Streit um finstere Gesellen aus einer finsteren Zeit
Von Michael Frank

Das Wiener Jüdische Museum zeigt eine Ausstellung über jüdische Mafiosi, Kritiker sehen das jedoch als einen Ausdruck von Antisemitismus

Wien – Besucher des Jüdischen Museums der Stadt Wien können derzeit eine besondere Schönheitengalerie heimtragen – in Gestalt eines Katalogs, zwei Bändchen im CD-Format, dennoch voluminös und von der Kompaktheit einer Schlagwaffe. „Auf dem Grabstein sind alle Juden schön“, sagt das Sprichwort, doch die Porträts im Museum sind zu Lebzeiten entstanden, und so blickt man in ziemlich verwegene Gesichter von Menschen, deren Bedeutung sowieso weniger in ihrer Schönheit liegt: Beinahe ein Publikumsrenner ist derzeit die Ausstellung „Kosher Nostra – Jüdische Gangster in Amerika 1890-1980“.
(....)
Schon bei der Vorstellung der originellen Schau ging es beinahe wie bei der Mafia zu. Konträre Interpretationen von dem, was politisch korrekt wäre, ließen einige Herren im Publikum mit geballten Fäusten auf den Ausstellungsmacher Oz Almog und die Museumsleitung losgehen: Die massenhafte Schaustellung jüdischer Verbrecher diene allein dazu, Antisemitismus zu schüren, so das Argument der Aufgebrachten.
Das Jüdische Museum will die Schau als „Konzentrat einer ganzen Epoche, gleichermaßen faszinierend und abschreckend“ verstanden wissen, „ohne romantisierende Neigung, mit dem Scharfblick des Aufklärers“ für diesen Teil „jüdischer Historie in all ihren Widersprüchlichkeiten“. Idealisierungen kommen da nicht vor, auch wenn Juden das Verbrechen als Ausweg aus dem Ghetto und oft einzige Aufstiegsmöglichkeit in der Gesellschaft begriffen.
(...)
Rich Cohen, Autor eines Buches zum selben Thema, vertritt die These, für manche Juden in der Verbrecherwelt sei Töten eine Art „Unterwelt Bar-Mizvah“, ein Mannbarkeitsritual gewesen. Almog ironisiert eher derlei religions-soziologische Tiefendeutung. Er und das Museum sehen diese Ausstellung – sie ist bis 25. April zu sehen – entgegen irritierter Kritik eher als Gegengift zum Antisemitismus: Als Darlegung nämlich, dass Juden Zeitgenossen und Mitmenschen sind, wie alle anderen auch – bis hinein in die finstersten Nischen des Seins."


Der ganze Text in der SZ

Jüdisches Museum Wien
3. Dezember 2003 - 25. April 2004
Kosher Nostra
Jüdische Gangster in Amerika 1890 - 1980


Bis 25. April 2004 präsentiert das Jüdische Museum unter dem Titel „Kosher Nostra – Jüdische Gangster in Amerika 1890-1980“ die bereits dritte Kunstinstallation des österreichisch-israelischen Künstlers Oz Almog, die sich mit einem in Europa wenig beachteten Kapitel amerikanisch-jüdischer Geschichte auseinandersetzt, der Entwicklungsgeschichte des organisierten Verbrechens in den Vereinigten Staaten, bei der jüdische Gangster eine Rolle spielten.

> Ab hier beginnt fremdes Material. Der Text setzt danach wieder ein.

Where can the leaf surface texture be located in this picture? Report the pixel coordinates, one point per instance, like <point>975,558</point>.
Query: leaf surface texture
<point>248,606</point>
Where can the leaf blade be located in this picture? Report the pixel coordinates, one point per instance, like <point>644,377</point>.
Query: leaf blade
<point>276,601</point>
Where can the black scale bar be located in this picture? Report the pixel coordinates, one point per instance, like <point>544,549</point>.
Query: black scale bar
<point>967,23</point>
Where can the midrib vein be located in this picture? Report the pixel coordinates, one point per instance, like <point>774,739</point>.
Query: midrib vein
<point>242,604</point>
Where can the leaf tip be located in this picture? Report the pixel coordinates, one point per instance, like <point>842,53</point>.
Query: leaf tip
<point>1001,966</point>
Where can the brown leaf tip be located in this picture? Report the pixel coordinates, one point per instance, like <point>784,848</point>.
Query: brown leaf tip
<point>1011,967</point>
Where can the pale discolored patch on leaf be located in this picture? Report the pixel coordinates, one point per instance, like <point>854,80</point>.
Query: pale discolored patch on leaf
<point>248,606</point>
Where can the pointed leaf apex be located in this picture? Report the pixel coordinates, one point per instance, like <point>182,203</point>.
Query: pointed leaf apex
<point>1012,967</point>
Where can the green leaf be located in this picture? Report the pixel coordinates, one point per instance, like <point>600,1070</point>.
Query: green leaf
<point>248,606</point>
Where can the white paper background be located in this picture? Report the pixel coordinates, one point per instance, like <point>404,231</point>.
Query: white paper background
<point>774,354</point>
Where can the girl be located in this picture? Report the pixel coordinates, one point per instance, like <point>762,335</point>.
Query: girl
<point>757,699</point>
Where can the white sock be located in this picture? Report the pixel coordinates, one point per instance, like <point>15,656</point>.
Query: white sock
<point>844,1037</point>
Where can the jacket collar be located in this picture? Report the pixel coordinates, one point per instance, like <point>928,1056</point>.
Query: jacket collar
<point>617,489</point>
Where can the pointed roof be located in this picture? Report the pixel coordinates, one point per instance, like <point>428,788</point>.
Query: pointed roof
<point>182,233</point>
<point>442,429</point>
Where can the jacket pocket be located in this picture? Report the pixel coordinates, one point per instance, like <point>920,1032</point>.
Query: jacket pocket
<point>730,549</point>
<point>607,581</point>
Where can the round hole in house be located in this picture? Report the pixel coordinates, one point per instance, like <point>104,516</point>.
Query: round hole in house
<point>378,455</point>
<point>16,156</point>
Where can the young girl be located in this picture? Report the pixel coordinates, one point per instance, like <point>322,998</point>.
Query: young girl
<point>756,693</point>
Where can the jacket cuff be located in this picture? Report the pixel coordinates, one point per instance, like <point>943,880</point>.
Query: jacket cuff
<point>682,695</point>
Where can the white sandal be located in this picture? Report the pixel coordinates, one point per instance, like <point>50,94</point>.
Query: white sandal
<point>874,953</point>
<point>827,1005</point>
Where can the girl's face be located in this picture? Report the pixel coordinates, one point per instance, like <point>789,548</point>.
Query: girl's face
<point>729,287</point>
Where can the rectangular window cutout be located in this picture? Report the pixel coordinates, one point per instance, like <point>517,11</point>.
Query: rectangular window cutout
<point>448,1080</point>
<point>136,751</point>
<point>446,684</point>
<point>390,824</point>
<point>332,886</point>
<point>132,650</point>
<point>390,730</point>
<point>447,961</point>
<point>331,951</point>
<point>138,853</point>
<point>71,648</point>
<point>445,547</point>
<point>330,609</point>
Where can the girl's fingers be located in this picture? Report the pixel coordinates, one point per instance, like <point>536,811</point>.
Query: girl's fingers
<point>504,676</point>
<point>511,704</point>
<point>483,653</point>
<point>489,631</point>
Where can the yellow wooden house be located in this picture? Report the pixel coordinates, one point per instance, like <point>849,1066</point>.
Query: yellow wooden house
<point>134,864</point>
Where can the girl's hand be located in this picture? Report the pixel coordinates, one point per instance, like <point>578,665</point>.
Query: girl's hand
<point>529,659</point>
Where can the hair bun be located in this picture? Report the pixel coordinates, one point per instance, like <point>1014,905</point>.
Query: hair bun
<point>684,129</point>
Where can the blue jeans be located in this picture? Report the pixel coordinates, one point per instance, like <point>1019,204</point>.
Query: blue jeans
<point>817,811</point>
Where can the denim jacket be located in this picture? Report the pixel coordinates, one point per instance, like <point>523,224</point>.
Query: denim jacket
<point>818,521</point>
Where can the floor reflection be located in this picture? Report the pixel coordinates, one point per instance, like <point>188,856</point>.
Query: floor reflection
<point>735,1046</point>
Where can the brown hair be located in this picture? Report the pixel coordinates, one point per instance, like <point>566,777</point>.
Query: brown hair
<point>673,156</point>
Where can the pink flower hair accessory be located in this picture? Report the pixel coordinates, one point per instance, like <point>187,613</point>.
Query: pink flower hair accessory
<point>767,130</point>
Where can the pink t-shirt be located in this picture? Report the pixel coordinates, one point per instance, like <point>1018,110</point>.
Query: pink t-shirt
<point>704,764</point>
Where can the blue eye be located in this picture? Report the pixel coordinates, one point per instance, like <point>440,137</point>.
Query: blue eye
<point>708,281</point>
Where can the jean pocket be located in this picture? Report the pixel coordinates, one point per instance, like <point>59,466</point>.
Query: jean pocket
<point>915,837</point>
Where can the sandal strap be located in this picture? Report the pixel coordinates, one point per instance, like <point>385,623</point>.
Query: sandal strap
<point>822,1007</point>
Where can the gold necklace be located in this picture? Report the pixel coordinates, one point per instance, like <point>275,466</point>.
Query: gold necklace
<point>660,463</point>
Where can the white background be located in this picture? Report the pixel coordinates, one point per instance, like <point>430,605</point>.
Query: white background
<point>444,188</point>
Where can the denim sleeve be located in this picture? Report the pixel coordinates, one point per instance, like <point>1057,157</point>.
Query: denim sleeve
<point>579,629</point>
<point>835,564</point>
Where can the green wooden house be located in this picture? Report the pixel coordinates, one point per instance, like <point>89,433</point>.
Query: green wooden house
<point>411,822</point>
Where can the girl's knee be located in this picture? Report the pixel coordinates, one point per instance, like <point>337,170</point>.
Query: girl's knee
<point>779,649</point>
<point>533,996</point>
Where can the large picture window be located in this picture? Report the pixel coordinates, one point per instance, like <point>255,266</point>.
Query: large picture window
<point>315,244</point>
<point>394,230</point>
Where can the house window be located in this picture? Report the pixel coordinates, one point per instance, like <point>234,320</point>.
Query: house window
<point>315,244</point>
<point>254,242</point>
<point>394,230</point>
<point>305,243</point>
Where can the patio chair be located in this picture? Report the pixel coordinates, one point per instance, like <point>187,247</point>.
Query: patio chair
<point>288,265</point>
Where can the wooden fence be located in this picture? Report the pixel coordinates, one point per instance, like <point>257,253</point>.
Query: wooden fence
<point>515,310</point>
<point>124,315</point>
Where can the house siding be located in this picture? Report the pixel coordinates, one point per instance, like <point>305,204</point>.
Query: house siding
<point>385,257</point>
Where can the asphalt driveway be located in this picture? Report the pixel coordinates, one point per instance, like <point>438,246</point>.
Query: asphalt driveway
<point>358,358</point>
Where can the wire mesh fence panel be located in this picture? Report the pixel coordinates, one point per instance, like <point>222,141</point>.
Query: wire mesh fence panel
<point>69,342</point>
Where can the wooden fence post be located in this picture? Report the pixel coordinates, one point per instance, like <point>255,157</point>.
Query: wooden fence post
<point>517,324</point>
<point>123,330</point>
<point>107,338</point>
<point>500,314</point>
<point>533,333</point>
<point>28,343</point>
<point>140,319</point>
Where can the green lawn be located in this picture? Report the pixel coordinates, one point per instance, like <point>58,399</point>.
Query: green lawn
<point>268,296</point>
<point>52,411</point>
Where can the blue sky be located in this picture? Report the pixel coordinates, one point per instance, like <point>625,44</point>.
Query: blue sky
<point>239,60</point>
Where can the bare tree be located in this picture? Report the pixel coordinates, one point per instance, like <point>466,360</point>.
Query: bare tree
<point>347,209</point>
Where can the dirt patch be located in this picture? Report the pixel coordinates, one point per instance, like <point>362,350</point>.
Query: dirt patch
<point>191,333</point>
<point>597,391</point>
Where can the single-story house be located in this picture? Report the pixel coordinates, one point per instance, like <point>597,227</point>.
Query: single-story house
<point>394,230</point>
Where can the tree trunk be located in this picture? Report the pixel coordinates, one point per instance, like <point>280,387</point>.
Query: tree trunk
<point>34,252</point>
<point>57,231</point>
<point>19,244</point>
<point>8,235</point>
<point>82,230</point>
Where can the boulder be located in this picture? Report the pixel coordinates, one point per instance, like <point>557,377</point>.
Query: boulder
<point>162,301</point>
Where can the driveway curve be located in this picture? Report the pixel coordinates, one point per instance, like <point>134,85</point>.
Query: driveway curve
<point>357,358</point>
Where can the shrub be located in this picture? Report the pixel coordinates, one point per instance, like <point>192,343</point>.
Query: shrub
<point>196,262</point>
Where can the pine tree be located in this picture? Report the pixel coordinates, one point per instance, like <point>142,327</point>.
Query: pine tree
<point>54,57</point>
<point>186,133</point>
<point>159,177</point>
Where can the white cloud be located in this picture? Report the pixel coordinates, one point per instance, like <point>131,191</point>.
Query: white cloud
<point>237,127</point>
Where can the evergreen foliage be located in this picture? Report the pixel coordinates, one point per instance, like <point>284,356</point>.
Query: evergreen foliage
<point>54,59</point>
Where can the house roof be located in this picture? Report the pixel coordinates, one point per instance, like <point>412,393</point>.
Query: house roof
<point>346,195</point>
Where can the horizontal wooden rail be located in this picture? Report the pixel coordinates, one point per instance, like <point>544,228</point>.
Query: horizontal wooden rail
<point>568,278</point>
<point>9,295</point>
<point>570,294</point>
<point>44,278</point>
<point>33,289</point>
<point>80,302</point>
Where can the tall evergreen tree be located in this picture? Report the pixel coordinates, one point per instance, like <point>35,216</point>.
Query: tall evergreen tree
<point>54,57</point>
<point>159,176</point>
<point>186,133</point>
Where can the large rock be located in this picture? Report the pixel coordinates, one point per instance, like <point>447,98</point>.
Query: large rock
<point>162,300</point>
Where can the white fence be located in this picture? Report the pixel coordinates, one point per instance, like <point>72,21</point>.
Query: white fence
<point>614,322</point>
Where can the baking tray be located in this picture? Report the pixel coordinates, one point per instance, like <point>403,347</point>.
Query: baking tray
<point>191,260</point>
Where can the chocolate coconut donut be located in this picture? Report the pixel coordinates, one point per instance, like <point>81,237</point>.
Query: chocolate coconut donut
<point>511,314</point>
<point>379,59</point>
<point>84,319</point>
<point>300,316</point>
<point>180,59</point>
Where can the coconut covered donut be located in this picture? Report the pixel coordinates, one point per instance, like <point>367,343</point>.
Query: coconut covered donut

Darunter sind auch etliche Bankräuber und Banküberfälle zu finden

kosher_nostra

Die Entwicklungsgeschichte des organisierten Verbrechens in den Vereinigten Staaten hatte einen relevanten jüdischen Anteil. Der weit verbreitete Mythos einer Dominanz der italienischen Mafia in Amerika überlagerte vor allem für das europäische Publikum die Bedeutung der Gangster jüdischer Herkunft diesem düsteren Kapitel der amerikanischen Geschichte. Doch niemand, der sich an der Geschichte der amerikanischen Mafia versucht, kann Männer wie Meyer Lansky, Benjamin “Bugsy” Siegel, Dutch Schultz oder Louis “Lepke” Buchalter negieren, die neben den klassischen sizilianischen “Paten” die Geschicke der Unterwelt bestimmten.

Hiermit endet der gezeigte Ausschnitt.